Ion (or electron) emitting sources based on the field emission effect, used for ground and space based applications, are usually implemented using a solid structure in the form of a capillary, a needle (solid or porous) and arrays of these elements. The process to manufacture such structures, however, is very expensive and complicated, and it is constituted by several steps: the creation of a mold, the powder injection molding process, and the electrochemical needle etching process. In particular, the last step is very difficult to implement in the case of 2D arrays.

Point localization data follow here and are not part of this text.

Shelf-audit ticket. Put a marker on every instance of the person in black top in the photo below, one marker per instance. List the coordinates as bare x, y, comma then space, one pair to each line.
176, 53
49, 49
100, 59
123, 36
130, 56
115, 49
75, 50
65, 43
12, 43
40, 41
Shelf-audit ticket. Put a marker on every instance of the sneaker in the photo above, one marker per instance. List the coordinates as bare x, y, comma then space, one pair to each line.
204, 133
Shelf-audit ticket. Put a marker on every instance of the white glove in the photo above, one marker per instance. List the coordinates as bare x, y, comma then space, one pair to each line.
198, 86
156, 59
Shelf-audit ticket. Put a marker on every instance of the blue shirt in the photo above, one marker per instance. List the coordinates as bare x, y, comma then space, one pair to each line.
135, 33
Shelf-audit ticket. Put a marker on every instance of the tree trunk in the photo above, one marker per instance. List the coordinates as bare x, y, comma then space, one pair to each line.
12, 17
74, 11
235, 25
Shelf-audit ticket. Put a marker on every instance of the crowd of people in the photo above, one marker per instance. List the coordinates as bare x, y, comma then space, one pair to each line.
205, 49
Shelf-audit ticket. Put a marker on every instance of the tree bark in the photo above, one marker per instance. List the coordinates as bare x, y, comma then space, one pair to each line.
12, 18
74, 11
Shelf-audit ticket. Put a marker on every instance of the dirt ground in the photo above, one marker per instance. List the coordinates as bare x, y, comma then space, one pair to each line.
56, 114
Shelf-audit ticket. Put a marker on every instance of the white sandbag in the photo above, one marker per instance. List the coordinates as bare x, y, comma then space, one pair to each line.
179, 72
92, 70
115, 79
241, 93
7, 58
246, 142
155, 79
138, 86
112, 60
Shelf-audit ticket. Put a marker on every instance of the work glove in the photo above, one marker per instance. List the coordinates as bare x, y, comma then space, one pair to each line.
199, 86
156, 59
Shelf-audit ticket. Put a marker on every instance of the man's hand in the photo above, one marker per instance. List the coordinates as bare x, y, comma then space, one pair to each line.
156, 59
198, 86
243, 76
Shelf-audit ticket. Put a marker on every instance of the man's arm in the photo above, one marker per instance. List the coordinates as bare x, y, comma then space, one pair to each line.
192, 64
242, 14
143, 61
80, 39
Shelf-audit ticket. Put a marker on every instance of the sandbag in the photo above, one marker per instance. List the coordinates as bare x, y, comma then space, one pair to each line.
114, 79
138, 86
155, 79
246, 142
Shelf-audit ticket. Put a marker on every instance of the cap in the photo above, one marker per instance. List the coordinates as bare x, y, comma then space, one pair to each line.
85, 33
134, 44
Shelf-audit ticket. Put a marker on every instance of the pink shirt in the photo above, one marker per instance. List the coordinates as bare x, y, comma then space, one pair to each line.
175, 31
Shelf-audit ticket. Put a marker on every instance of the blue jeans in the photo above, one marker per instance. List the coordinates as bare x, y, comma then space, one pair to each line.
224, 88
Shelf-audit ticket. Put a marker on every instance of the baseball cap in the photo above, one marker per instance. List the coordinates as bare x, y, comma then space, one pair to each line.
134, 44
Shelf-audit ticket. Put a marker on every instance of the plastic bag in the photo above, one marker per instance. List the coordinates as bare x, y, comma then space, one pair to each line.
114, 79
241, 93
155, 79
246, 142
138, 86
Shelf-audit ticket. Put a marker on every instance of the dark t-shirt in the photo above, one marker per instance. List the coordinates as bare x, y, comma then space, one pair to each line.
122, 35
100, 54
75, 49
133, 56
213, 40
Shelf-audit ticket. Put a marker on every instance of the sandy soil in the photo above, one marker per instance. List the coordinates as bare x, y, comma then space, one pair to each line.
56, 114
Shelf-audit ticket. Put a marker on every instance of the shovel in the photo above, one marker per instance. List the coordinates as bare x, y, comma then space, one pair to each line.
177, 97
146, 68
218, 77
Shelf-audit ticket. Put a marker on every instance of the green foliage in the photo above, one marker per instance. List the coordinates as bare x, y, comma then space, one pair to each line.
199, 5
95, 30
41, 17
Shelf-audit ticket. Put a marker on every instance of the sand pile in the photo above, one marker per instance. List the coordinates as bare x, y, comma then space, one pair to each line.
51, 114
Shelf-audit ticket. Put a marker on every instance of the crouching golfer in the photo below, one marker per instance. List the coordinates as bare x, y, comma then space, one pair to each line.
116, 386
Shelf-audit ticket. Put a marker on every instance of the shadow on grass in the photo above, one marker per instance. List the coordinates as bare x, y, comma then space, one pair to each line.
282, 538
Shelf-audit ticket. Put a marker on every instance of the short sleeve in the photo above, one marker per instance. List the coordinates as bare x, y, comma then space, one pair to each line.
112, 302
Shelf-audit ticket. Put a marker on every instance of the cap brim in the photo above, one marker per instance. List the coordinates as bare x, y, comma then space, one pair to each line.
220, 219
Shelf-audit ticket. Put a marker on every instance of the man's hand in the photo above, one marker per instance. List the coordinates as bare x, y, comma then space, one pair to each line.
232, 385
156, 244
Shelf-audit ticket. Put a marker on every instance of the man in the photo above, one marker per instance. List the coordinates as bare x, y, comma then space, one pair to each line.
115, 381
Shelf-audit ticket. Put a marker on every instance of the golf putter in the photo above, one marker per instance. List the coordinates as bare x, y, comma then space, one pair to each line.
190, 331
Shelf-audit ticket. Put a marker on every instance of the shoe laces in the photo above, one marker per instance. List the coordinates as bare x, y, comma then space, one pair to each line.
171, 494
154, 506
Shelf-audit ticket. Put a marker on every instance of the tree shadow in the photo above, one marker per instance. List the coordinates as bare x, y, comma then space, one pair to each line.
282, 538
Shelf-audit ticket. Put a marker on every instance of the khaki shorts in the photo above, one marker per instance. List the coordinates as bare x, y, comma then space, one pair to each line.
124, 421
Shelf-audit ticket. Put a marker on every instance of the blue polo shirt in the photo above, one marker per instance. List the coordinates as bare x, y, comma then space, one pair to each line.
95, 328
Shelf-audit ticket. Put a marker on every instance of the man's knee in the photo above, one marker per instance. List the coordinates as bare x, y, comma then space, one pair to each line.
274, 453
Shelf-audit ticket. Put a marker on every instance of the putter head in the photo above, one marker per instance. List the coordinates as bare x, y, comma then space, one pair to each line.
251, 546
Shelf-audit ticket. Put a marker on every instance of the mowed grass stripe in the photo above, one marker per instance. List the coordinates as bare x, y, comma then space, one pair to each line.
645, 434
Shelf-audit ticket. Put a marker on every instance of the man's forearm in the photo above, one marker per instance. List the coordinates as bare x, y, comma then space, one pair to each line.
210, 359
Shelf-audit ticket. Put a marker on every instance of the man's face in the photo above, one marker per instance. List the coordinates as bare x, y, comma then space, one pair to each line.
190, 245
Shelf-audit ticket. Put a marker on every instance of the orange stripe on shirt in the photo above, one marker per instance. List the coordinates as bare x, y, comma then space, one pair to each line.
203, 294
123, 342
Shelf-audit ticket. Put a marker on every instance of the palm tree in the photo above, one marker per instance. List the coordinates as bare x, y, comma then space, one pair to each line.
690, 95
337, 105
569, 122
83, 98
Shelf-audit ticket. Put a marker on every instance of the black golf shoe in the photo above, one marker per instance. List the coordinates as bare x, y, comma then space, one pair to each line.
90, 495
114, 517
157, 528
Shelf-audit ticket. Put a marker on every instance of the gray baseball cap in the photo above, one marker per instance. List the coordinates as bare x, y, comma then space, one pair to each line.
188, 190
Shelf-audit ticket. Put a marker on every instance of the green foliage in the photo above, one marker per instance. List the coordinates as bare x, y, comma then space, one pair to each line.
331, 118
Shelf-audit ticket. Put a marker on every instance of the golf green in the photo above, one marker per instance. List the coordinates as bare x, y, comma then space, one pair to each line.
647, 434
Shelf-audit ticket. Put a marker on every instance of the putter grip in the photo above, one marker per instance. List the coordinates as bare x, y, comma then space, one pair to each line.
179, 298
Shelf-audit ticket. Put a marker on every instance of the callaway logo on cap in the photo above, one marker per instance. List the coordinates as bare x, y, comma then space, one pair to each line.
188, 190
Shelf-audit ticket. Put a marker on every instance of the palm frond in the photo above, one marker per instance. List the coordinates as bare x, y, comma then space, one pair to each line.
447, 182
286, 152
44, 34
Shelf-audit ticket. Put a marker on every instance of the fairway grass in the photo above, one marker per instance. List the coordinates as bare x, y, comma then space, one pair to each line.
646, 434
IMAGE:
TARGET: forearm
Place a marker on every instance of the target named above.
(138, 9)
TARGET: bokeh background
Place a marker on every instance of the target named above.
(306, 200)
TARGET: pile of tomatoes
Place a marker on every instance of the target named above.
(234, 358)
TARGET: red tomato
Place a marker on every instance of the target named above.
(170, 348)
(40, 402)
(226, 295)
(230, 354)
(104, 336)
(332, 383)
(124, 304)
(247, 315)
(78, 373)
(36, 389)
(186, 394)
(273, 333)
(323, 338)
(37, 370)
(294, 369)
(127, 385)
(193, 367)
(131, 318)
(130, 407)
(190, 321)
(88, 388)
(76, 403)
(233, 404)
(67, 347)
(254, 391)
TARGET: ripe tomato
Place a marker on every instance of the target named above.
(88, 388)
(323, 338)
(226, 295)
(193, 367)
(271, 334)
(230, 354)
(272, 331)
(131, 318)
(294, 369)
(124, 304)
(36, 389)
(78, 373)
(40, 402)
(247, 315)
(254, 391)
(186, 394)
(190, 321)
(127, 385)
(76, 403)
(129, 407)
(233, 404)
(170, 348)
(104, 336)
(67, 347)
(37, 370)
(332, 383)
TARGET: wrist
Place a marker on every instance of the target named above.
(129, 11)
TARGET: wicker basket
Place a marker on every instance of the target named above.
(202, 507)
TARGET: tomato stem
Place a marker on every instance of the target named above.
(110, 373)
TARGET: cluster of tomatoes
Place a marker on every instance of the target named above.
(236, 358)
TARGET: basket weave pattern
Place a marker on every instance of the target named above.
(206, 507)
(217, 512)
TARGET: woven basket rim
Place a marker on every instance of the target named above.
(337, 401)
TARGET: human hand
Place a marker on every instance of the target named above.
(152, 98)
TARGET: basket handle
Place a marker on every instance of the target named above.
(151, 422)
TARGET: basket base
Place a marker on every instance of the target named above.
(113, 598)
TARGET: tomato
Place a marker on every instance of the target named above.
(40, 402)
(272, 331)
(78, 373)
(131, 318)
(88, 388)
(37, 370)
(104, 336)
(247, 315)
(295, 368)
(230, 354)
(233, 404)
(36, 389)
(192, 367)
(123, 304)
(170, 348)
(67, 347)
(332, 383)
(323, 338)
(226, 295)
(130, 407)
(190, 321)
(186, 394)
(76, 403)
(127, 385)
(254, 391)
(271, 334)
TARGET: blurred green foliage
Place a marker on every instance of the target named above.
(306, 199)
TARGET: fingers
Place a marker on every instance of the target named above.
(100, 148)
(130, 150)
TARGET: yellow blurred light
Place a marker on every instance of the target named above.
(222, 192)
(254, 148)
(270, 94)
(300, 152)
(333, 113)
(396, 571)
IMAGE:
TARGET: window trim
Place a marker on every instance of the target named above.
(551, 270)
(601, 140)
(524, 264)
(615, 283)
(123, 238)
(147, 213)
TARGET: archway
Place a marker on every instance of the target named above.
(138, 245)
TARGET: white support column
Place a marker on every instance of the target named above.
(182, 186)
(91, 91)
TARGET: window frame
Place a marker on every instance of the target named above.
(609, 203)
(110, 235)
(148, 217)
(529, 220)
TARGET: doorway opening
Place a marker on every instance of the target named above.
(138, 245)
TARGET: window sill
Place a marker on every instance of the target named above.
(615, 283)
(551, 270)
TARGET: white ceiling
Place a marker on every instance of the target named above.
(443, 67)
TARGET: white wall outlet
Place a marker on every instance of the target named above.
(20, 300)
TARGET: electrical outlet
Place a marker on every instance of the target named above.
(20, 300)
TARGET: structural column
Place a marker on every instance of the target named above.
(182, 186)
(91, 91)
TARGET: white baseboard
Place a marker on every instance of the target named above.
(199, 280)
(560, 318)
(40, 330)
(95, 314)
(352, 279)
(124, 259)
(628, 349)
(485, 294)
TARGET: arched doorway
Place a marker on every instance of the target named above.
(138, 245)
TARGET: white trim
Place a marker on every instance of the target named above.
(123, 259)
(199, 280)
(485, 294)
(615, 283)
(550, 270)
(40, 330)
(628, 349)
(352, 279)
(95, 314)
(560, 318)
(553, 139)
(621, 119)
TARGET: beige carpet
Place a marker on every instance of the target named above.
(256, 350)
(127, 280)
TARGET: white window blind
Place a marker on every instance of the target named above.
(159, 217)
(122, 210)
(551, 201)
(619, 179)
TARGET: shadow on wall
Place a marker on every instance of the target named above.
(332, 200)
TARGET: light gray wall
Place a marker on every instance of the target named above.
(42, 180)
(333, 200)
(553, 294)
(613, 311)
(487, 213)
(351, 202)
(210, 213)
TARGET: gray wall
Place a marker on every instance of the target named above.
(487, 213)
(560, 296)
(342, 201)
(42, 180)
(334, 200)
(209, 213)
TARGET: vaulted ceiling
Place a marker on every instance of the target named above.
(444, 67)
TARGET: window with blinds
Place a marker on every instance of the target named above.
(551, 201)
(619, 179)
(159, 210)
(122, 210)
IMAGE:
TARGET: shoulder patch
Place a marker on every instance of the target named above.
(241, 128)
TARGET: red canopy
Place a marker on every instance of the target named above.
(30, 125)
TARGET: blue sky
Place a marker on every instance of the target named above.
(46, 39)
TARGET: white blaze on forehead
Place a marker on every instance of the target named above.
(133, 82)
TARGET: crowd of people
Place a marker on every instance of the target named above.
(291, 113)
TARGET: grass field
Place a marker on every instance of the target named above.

Here we propose a novel method of producing dense arrays of needle-like structures using magnetically shaped metal powders. Upon the application of a magnetic field, ferromagnetic powders are subjected to instabilities which give rise to the formation of typical arrays of spikes. Depending on the size of the powder grains, the strength of the magnetic field, and few other parameters, it is possible to obtain various spike distributions and shapes, with tip sharpness high enough to be suitable for field emission devices (thus not requiring the additional step of electrochemical sharpening).
Preliminary activity on the subject has been already pursued at Fotec GmbH, consisting in the production of magnetically shaped arrays and in testing their behavior when impregnated with liquid metal and subjected to high voltages. These tests showcase very promising results. The goal of the proposed activity is to expand on those early results and produce a working ion thruster prototype, with the main aim to assess the capabilities, the durability and the robustness of the novel field emission device.